Cabe a cada um de nós defender que as universidades não se confundem com instituições que realizam a mera formação de profissionais (ou seja, não se restringem ao ensino), elas são verdadeiras guardiãs do espírito crítico da civilização brasileira. A luta contra os governos autoritários não prescinde de instituições livres e independentes para que a crítica se insurja contra todas as formas de tiranias (à direita ou à esquerda do espectro político).
Socialistas, liberais, republicanos, democratas têm na defesa da autonomia das universidades e de suas funções precípuas quanto a liberdade uma dívida ética e política. Nenhum de nós será digno de viver em uma sociedade livre, sem defender a qualquer custo as próprias condições necessárias e caras a esta liberdade. Não podemos ceder quanto ao direito às livres manifestações e isso prescinde de nossas próprias convicções sobre o teor político das mesmas ou do mérito de suas reivindicações. Qualquer ato em contrário, fere o que ainda havia de comum e positivo entre todos os que defendem uma sociedade livre e contra todas as formas de tiranias.
De volta ao chão das universidades, quando olharmos de perto para aqueles que se colocam contrários a essas manifestações livres, vemos que há uma reivindicação em sentido inverso: não querem que suas aulas sejam atrapalhadas. Eles vestem, então, certa roupagem de liberalismo, exigem o respeito às suas liberdades pretensamente individuais, exigem formas de participação política que sirvam melhor aos seus propósitos pessoais de impedir que os outros se manifestem ou manifestem também suas liberdades de opiniões. Esses pretensos liberais, convivem muito bem com o ambiente de rechaço às liberdades de manifestações e se calaram solenemente – quando não comemoraram entre os seus – sobre as investidas da justiça eleitoral contra as universidades.

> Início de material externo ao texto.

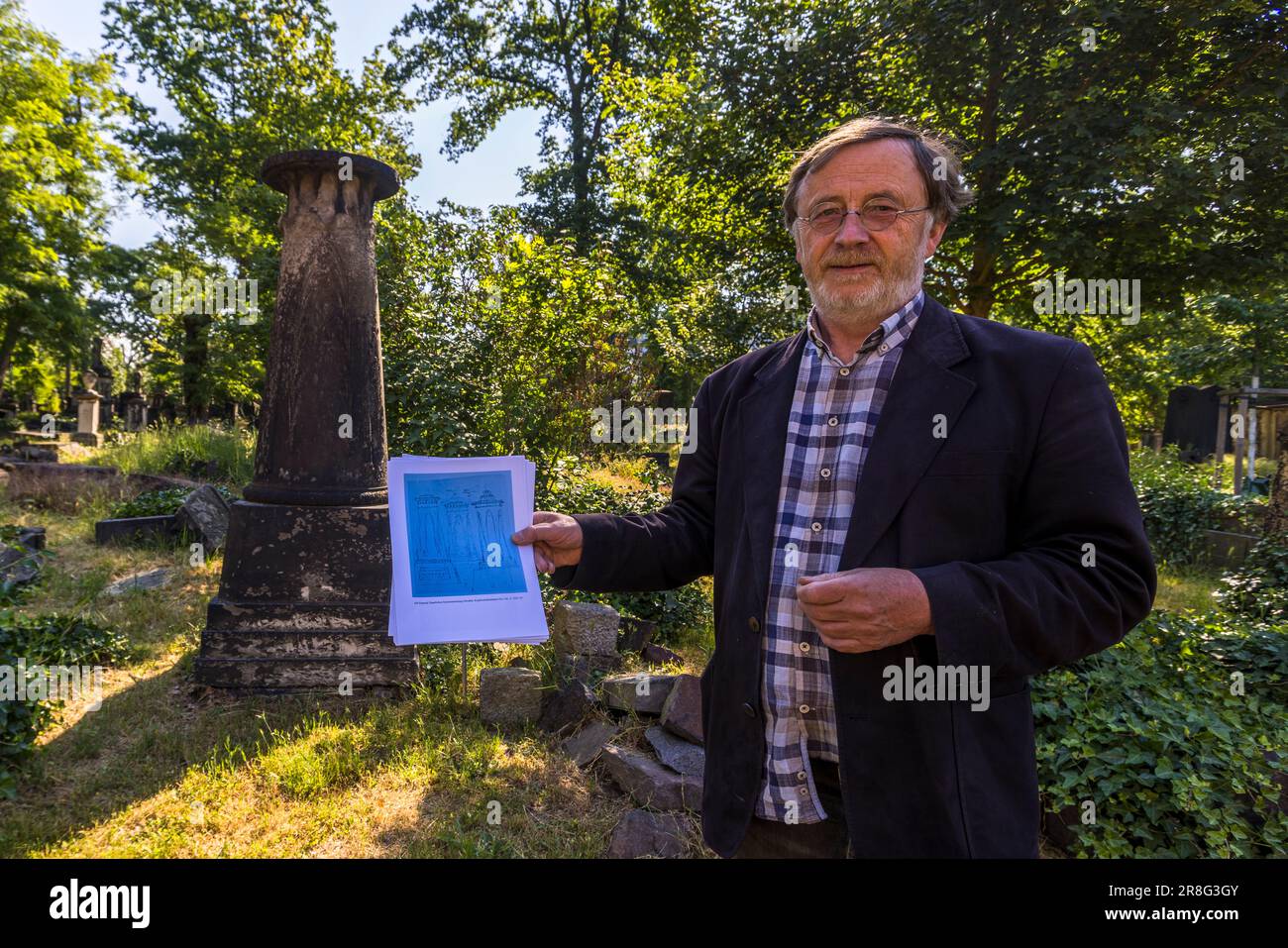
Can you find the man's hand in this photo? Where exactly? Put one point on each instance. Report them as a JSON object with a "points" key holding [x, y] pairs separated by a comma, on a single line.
{"points": [[866, 609], [555, 540]]}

São justamente esses “liberais” que nada falam sobre a ameaça de um novo tirano, contra o ascenso da violência como forma política, nada falam contra o racismo e outras formas de violências de classe. Reclamam porque querem que tudo se passe na universidade como se nada estivesse realmente acontecendo, portanto, querem que esses que não se satisfazem com o bom caminho do matadouro calem a boca e não atrapalhem com seus arroubos por liberdades democráticas. Afinal, não é estranho que alguém como Bolsonaro consiga falar tão bem com certa parcela de estudantes “liberais” e com aqueles que representam o que há de pior entre os conservadores. É uma situação completamente estapafúrdia e imbecil.
São tempos realmente funestos estes nos quais caiba justamente aos socialistas ensinar a estes autoproclamados liberais que quando alguém está para fazer da cadeira presidencial o seu trono e reinvestir a sociedade brasileira das piores formas de tiranias, esse é o momento em que, no jogo político, todos nós nos encontraríamos à esquerda – deste ou de qualquer candidato à ditador do Brasil.
A esquerda é a última trincheira contra o autoritarismo (e contra a imbecilidade como projeto de vida).